“Sly, charming, and devilishly clever, The Ideas in Things whisks its reader beyond the covers of four Victorian novels in pursuit of the associations more traditional readings overlook. Freedgood offers a new approach to realism in these pages—one that dares to risk being called literal-minded—as it tracks down the secret histories of things.”
— Mary Poovey, author of A History of the Modern Fact
“Elaine Freedgood makes a major critical intervention by proposing a powerful method of reading for occluded histories in novels. The scam of fiction is that the uncomfortable pasts of slavery, genocide, and imperialism (to name a few) are ever present before our eyes, in the objects that proliferate in novels, but we have become habituated to give them little or no attention. In brilliantly reading ‘things’ for the histories they simultaneously reveal and foreclose, Freedgood has made it impossible to think about the Victorian novel apart from the cultural memory it both gestures towards and suppresses.”

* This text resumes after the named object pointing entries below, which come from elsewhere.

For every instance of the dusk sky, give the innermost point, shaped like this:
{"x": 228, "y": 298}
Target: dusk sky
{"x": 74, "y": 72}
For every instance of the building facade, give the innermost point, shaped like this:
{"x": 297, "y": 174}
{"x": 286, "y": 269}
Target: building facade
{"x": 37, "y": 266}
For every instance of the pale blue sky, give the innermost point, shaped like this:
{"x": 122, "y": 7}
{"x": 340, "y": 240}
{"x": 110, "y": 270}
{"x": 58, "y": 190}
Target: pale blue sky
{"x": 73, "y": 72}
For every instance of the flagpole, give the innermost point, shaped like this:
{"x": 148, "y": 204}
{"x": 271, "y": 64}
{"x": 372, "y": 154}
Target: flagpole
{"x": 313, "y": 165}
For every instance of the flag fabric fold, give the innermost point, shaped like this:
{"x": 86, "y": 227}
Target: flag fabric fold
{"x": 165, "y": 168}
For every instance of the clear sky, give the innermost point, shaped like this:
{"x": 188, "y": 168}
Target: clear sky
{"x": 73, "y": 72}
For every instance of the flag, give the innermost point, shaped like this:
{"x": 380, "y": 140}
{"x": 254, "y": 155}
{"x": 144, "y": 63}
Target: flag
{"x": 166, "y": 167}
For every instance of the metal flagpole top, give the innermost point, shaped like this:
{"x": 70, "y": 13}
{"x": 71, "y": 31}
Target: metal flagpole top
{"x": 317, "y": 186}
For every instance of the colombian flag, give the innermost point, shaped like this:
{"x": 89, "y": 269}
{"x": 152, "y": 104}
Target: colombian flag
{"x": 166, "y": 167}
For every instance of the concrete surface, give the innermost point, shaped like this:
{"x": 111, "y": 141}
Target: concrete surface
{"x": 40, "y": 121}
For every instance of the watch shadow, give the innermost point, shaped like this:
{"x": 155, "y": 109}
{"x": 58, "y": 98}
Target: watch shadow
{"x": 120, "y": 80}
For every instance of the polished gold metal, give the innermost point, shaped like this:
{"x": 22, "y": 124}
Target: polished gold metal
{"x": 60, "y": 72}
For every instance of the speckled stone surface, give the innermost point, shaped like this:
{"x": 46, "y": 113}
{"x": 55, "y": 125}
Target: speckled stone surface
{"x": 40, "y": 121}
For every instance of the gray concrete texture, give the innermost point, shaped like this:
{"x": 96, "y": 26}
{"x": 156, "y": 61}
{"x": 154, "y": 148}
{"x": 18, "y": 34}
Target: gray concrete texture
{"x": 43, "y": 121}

— Gauri Viswanathan, author of Outside the Fold: Conversion, Modernity, and Belief >
“By taking things seriously—by recognizing that the most inconsequential of objects can in fact be an object of considerable consequence—Elaine Freedgood performs a wonderful feat. She not only defamiliarizes the most familiar Victorian novels; she also reads them as a way of disclosing the social lives of things and the multiple histories that lie encrypted within them. The Ideas in Things makes a major contribution to the materialist turn in literary criticism, and it makes a startling interruption in our habits of reading.”
— Bill Brown, author of A Sense of Things: The Object Matter of American Literature
“The Ideas in Things argues for a culture of objects—not yet commodities, much less fetishes, but genuinely fascinating and unpredictably mobile things with complex histories unacknowledged by the way we now read Victorian novels. Freedgood’s fresh and utterly original way of reading fiction by Charlotte Brontë, Elizabeth Gaskell, and Charles Dickens cracks open the archive of what she calls ‘thing culture’ and rescues the stuff of realism from the abstract and static condition of metaphors. Such seemingly benign objects as the furniture of Thornfield, the Bartons’ calico curtains, and Magwitch’s Australian tobacco consequently start telling us what they know about colonial deforestation, the slave trade, the famine in southern India, the genocide of aboriginal peoples, and many otherwise lost possibilities for meaning that would certainly have registered on Victorian readers. This book should inspire a generation of revisionary readings.”
— Nancy Armstrong, author of How Novels Think: The Limits of Individualism from 1719-1900
"Ultimately, what Freedgood generates is far more than a new set of readings of key Victorian texts. Rather, this is a manifesto for a new way to read fiction that gets us beyond the limits of the allegorical. In her important project of recuperating the meaning of things, Freedgood demonstrates the considerable delights and rewards of literal-mindedness."
— Jordanna Bailkin, Victorian Studies
"This extremely instructive and readable contribution to our undersanding of things and the ideas they occlude should be most appreciated insofar as it provokes fresh contemporary readings of the Victorian novel."
— Daniel Nisa Caceres, Bryn Mawr Review of Comparative Literature
“Freedgood [demands] that we attend to the array of things that populate Victorian fiction but also [demonstrates] how we might in practice do so. For this reason, the book stands as an exemplary piece of twenty first-century Victorianist scholarship.”